- Title card
- Directed by: Simon V Kurian
- Written by: Chitralaya Gopu
- Starring: Arun Sasikala M. N. Nambiar
- Music by: Ilaiyaraaja
- Production company: FilmCo
- Release date: 6 September 1985;
- Running time: 125 minutes
- Country: India
- Language: Tamil

= Thanga Mama 3D =

Thanga Mama 3D is a 1985 Indian Tamil-language film directed by Simon V Kurian, starring Arun and Sasikala.
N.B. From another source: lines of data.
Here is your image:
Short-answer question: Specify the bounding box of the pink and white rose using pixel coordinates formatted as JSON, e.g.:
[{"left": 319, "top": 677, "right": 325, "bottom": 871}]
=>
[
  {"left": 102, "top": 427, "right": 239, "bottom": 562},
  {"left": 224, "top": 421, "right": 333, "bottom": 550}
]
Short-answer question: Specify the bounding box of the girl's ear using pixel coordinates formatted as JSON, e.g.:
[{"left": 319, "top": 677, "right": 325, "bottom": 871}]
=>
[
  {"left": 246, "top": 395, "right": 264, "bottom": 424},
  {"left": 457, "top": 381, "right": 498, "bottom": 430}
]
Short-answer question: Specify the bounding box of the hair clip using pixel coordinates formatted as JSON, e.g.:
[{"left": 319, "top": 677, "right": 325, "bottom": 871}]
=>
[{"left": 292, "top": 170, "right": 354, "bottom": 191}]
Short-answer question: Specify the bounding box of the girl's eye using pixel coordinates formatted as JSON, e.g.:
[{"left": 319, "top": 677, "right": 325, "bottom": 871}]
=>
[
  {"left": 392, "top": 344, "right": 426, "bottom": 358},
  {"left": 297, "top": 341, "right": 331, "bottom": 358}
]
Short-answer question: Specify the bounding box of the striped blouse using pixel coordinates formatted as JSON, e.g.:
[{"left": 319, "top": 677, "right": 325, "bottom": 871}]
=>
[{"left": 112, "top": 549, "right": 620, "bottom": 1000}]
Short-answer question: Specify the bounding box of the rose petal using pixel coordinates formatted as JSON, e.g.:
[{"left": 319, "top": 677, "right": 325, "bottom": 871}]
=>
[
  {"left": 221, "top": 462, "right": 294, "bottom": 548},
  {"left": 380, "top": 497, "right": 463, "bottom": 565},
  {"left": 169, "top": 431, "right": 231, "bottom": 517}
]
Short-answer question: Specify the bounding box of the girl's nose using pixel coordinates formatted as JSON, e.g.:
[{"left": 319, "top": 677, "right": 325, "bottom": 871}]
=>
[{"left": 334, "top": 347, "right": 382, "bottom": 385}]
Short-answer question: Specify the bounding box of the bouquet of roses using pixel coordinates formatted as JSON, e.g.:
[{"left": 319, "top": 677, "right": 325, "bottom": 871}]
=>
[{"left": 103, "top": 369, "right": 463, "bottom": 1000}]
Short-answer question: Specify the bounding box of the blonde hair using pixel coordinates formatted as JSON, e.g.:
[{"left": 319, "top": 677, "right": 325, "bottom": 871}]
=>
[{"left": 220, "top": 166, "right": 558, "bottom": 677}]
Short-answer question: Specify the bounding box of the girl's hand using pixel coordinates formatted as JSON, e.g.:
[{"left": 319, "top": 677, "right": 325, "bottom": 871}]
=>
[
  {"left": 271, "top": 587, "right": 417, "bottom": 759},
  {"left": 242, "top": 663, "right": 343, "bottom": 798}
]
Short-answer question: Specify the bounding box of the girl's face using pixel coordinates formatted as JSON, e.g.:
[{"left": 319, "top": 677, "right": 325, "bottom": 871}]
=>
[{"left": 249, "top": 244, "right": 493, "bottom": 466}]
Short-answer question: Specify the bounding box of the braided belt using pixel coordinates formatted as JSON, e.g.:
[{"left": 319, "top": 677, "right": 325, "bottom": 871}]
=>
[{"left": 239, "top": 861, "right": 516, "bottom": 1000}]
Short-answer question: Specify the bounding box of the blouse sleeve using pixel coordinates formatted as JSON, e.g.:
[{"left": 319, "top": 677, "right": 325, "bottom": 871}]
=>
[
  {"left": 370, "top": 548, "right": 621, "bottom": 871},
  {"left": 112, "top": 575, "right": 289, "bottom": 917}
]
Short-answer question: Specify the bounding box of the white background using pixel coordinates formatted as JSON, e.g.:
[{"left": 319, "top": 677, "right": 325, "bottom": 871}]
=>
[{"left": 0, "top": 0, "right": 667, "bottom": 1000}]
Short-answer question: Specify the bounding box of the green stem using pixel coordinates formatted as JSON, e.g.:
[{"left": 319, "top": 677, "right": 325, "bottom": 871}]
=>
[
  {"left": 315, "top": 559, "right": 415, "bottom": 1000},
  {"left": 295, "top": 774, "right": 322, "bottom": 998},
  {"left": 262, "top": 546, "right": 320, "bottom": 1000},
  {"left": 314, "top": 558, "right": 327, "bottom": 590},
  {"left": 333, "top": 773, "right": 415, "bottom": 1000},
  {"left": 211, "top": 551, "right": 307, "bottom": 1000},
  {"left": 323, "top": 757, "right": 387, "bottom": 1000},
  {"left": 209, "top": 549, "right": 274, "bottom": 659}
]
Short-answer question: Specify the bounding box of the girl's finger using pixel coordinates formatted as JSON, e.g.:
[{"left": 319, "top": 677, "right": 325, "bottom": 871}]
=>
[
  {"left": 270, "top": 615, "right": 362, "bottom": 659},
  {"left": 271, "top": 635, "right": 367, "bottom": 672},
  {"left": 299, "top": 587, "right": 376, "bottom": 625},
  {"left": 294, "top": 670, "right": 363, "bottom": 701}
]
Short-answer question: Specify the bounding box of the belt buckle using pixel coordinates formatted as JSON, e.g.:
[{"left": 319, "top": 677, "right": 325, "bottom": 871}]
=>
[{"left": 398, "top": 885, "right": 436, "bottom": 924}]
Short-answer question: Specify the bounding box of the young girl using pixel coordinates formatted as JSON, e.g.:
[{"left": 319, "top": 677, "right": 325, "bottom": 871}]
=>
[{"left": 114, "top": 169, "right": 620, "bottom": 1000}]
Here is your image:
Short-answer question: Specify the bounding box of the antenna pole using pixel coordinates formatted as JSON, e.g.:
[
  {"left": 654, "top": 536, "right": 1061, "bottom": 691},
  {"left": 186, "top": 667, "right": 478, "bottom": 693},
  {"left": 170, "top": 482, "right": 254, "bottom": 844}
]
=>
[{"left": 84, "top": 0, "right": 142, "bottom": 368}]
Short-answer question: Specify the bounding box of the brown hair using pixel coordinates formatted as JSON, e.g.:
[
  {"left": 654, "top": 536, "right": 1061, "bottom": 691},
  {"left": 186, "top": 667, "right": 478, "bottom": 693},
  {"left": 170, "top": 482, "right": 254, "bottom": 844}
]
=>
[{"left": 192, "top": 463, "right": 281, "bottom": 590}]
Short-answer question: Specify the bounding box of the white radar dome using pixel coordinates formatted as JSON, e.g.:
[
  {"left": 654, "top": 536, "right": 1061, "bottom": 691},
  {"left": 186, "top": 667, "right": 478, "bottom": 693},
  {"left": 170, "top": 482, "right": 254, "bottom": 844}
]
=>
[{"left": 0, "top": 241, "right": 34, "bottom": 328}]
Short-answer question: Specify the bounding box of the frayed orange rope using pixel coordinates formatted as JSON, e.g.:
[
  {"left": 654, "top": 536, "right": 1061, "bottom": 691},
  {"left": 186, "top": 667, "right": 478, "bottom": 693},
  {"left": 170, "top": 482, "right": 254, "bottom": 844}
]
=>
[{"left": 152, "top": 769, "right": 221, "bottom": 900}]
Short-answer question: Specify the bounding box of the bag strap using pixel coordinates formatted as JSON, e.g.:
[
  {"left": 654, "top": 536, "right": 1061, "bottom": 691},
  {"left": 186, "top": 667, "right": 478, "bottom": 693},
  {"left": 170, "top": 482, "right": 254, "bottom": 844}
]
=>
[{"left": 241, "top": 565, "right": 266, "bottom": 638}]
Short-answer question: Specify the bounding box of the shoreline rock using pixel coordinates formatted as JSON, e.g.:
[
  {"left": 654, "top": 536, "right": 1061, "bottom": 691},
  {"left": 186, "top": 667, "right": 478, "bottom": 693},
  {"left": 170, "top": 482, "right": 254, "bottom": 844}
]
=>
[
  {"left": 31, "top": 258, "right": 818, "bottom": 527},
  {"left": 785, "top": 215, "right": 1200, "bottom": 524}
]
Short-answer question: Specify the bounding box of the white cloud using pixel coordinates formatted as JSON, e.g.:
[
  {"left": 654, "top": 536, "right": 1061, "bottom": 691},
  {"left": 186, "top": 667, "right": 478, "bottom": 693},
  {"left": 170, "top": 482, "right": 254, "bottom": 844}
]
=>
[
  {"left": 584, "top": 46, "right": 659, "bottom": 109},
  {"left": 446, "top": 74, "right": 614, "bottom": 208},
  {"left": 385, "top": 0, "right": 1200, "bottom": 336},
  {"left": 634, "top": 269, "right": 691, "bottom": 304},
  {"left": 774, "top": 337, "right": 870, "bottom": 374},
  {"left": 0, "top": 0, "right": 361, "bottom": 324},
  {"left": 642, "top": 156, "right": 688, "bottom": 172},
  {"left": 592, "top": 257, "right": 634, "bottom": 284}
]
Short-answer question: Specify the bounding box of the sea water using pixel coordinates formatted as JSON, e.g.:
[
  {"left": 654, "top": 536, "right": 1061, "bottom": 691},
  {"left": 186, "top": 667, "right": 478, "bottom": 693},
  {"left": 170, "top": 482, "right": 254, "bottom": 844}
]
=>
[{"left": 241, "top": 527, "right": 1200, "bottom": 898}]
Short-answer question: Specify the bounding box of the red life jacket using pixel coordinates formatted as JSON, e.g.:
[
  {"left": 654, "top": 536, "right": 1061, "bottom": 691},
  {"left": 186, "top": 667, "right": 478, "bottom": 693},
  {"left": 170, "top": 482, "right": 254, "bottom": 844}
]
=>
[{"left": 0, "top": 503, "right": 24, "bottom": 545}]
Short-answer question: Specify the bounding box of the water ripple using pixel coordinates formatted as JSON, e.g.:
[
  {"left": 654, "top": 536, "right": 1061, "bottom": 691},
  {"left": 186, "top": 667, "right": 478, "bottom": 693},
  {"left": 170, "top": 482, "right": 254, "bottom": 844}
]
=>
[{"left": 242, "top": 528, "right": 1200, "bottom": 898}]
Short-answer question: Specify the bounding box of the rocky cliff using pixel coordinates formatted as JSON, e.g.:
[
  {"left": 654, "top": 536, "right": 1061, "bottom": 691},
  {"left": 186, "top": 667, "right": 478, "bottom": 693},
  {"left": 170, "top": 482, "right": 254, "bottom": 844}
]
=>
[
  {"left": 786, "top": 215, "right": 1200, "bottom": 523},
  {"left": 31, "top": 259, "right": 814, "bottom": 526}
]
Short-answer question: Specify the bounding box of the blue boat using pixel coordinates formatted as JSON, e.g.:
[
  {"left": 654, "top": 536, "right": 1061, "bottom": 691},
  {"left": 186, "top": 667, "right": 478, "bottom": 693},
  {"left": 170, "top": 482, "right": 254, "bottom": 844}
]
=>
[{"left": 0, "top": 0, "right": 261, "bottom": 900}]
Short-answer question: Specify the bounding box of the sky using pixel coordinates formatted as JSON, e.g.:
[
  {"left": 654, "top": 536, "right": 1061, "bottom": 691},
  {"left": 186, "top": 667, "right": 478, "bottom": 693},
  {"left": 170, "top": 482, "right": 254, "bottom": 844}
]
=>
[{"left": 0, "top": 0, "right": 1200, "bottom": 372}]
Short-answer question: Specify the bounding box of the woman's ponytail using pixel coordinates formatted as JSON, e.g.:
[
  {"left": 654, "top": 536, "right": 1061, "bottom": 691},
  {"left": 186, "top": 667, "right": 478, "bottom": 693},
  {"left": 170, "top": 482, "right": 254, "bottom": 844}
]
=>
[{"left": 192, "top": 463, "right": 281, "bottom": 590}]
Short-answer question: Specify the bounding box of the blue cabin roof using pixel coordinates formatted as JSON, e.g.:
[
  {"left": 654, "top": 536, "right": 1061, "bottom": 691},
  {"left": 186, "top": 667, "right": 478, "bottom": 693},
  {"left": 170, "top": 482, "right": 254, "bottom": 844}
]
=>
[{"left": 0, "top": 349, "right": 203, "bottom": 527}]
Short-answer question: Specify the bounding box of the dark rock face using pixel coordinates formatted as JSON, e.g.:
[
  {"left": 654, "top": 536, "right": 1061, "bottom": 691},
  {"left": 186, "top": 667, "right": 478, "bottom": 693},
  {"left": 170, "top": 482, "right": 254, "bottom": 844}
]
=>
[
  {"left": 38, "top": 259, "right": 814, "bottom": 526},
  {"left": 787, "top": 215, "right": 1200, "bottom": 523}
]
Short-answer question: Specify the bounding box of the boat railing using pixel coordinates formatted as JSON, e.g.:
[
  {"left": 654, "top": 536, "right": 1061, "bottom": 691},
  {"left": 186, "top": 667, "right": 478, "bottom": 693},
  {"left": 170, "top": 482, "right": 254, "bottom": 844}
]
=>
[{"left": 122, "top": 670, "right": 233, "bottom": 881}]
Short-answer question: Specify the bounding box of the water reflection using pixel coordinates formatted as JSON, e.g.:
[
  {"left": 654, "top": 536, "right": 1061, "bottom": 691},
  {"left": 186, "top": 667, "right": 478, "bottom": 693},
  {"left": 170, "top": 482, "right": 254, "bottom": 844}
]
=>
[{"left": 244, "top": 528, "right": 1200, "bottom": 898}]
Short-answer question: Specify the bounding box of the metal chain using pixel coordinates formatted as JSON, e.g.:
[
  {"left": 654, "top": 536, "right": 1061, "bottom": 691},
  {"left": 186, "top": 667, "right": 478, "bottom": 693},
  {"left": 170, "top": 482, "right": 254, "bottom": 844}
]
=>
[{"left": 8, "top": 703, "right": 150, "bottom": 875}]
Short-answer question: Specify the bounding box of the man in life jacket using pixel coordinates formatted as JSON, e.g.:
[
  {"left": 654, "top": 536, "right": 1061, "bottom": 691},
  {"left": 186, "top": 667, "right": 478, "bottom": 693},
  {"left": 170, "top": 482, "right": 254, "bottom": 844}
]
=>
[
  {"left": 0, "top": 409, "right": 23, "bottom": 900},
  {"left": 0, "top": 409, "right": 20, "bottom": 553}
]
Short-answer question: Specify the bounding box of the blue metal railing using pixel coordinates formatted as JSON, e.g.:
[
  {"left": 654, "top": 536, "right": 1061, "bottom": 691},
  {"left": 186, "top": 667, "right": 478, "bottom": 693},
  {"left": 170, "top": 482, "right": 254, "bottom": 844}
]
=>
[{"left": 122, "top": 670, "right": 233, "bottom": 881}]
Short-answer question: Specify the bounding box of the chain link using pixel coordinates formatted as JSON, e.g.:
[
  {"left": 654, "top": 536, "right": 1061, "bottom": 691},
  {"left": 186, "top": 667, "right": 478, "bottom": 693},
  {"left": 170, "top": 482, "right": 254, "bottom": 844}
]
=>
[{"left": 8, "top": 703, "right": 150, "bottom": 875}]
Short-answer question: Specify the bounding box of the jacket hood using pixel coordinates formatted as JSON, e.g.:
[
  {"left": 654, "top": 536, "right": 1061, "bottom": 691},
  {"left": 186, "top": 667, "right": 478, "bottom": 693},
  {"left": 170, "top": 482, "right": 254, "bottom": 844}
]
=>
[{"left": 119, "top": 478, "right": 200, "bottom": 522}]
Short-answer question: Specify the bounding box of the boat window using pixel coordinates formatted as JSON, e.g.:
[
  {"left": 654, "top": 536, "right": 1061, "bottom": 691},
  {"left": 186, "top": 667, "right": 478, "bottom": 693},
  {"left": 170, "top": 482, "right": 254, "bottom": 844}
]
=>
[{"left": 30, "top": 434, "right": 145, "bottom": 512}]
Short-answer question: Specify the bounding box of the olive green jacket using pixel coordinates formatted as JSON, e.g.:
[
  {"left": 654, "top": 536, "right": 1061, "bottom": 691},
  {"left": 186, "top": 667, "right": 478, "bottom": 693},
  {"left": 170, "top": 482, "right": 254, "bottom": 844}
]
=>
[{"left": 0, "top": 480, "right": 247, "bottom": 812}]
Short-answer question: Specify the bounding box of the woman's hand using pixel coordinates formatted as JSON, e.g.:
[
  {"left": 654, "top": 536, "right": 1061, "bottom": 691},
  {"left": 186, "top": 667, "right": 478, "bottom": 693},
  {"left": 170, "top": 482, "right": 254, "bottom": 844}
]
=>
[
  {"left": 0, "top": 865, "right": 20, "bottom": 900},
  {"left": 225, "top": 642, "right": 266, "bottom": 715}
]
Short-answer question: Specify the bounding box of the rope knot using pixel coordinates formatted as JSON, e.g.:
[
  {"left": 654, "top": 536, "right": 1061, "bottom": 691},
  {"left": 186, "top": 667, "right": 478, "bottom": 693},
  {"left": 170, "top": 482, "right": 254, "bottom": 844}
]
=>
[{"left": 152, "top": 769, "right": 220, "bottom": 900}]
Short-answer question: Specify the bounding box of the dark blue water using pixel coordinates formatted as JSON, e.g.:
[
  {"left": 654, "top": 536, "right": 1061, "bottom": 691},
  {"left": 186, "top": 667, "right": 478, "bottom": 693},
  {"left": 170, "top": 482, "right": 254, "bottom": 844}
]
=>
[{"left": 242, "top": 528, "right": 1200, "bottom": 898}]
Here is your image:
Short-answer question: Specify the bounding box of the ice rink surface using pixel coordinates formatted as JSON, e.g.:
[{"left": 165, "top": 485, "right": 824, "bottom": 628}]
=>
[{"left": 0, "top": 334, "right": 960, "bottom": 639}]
It was released on 6 September 1985.

== Cast ==
- Arun as Ravi
- Sasikala as Radha
- M. N. Nambiar
- Vinu Chakravarthy
- Manorama
- Sivachandran

== Production ==
Thanga Mama 3D is the second 3D film made in Tamil film industry after Annai Bhoomi.

== Soundtrack ==

The soundtrack was composed by Ilaiyaraaja, with lyrics by Vaali.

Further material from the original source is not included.